Categories
general

emergency root canal

My tooth seems to be better, even though I bitched and moaned a bit about it on the livejournal yesterday. Saturday morning I went in to get a resin filling replaced and ended up instead getting an emergency root canal. It was actually part one of a root canal, and I have to go back in next Friday for the rest of it, and to get a post put in so I can get a crown made. This means that, depending on how much my insurance kicks in, you all are getting donations made to the Human Fund instead of Christmas presents this year. The worst part of a root canal is paying for it. I’m doing fine pain-wise and eating pretty much whatever I want with no problems whatsoever, but my stomach is tied in knots thinking how much I’m going to have to lay out to this guy for the work. I know he said the root canal is about $550, the post is about $250, and the crown is about $850, but the question is how much the insurance will screw me when it comes time to whip out the checkbook. It would be nice if I had to only pay like 30% or 40% of that out-of-pocket, but insurance is such a fucking scam these days, I’m sure they’re going to bend me over the counter on this one.

Now that I’m not spending my evenings dumping tube after tube of Anbesol into my jaw, I’m actually chipping away at the writing a bit. The Vegas book continues to progress. I am putting photos into the layout and fixing the little crap that didn’t transfer over right, like all of the straight quotes that need to be moved to smart quotes and whatever else. I was initially pretty bummed because I pulled in everything but the last little story, and the whole book was only 126 pages. I was really hoping that it would be closer to 160 or so. Granted, I do have the fonts Metal Cursed down to 9 or 10 point, and more pictures will break it up a little. But still, I want this thing to be a book and not a pamphlet. I’m about done with the last story, which was a last-second addition since the piece I wrote about shooting guns in Vegas turned out to be too lame to include. Anyway, still no word on when this will be done, but it’s getting there.

It’s almost turned into fall, but not quite. Fall is always my favorite season, and brings back a lot of strange memories of a lot of different eras in my life. I will be happy when it’s consistently light jacket weather and it’s the kind of weather that makes me want to hide under the covers in bed and read on a brisk Saturday morning, as opposed to “why is it so damn hot at the end of September?” kind of weather.

Categories
news

Summer Rain re-release

I am happy to announce that I have re-released my first book Summer Rain with a new printer, lulu.com.

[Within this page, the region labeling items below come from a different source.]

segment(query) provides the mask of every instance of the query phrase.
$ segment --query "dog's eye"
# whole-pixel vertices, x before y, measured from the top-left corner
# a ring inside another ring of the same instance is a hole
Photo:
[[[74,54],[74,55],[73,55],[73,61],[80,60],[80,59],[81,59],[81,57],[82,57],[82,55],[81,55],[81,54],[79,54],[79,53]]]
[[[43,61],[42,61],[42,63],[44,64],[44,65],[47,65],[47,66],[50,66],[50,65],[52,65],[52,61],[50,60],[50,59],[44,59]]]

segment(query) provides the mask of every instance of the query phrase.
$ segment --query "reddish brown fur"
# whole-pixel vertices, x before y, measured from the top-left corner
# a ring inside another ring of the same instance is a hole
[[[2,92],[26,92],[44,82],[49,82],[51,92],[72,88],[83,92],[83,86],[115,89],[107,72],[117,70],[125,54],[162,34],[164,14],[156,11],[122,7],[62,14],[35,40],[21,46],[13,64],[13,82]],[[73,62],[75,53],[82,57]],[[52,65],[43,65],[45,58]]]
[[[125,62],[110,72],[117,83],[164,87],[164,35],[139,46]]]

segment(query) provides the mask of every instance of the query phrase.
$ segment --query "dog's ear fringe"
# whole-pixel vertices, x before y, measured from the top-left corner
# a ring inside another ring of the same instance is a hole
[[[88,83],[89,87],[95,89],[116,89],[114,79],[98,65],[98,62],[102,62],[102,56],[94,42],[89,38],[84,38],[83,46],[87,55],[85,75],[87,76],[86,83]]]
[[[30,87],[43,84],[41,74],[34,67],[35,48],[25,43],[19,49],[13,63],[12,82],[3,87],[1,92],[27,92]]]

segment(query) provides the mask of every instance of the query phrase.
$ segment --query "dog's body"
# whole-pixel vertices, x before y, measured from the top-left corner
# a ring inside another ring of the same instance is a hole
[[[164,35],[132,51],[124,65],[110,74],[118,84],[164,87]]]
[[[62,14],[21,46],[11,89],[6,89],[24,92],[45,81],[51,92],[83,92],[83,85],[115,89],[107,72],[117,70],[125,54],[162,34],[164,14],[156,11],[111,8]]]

Summer Rain is a book about a summer in a big college town in 1992. Here’s what the back cover says:

John Conner has lost his girlfriend, his job, a scholarship, and has been kicked out of college. Instead of retreating back to his parents’ basement and a life of mediocrity and factory labor, he decides to stay the summer in the college town of Bloomington, Indiana.On the lazy Indiana University campus, Conner explores the worlds of death metal, zines, no-budget radio, and slackerdom while trying to learn about women, deal with depression, and get his life back on course. While he works telemarketing jobs and hawks glowsticks as a street vendor in order to survive, he learns who his friends are in the strange mix of people left at the college for the summer. The atmospheric and descriptive narration weaves the hidden beauty of the Midwest and the crossroads of the early Nineties into a timeless story of the follies of youth.

Conner’s ramblings through the desolation of an empty campus parallel the meaningless jobs he must take to scrape by while he decides whether to remain sequestered in the relative comfort of college living or leap into an unstable world fueled only by his own creativity.

As for the new edition, it is the same text, but this time, I was able to do the layout myself, and I managed to shrink it from about 660 pages to about 480 pages without affecting readability. It gave me a chance to go through and fix some typos, and I got to redesign the cover so it didn’t look like a damn modern art masterpiece.

The big difference is that this version, aside from being lighter on your hands when you’re reading it, is also MUCH lighter on your pocketbook. The iUniverse edition was $29.95; now it is only $16.95. In order to get the price this low, I had to forego distribution through Ingram and an ISBN/UPC/EIN, so you can’t get it from Amazon or your local bookstore, but only online from lulu.com. (If you’re in town or you ask real nice, I can sell you one in person with real cash or paypal or whatever. And I trade, if you have a book out, too.)

Anyway, the lulu page is at www.lulu.com/jkonrath. They ain’t amazon and their prices on shipping aren’t the lowest, but they’ve improved them since last time, and they’re getting better. The quality of the book is the same, and the big thing is the lower price and the fact they didn’t have a trained sloth design the cover for me. While you’re at lulu, you might want to check out John Sheppard’s books at this page, as he is also rereleasing all of his books in the lower-cost format, and Small Town Punk makes a nice companion to Summer Rain, if you’re into that whole youthful angst thing.

Enough of the plugging, I am going to go do something I haven’t done in a long time and read someone else’s book, instead of mine.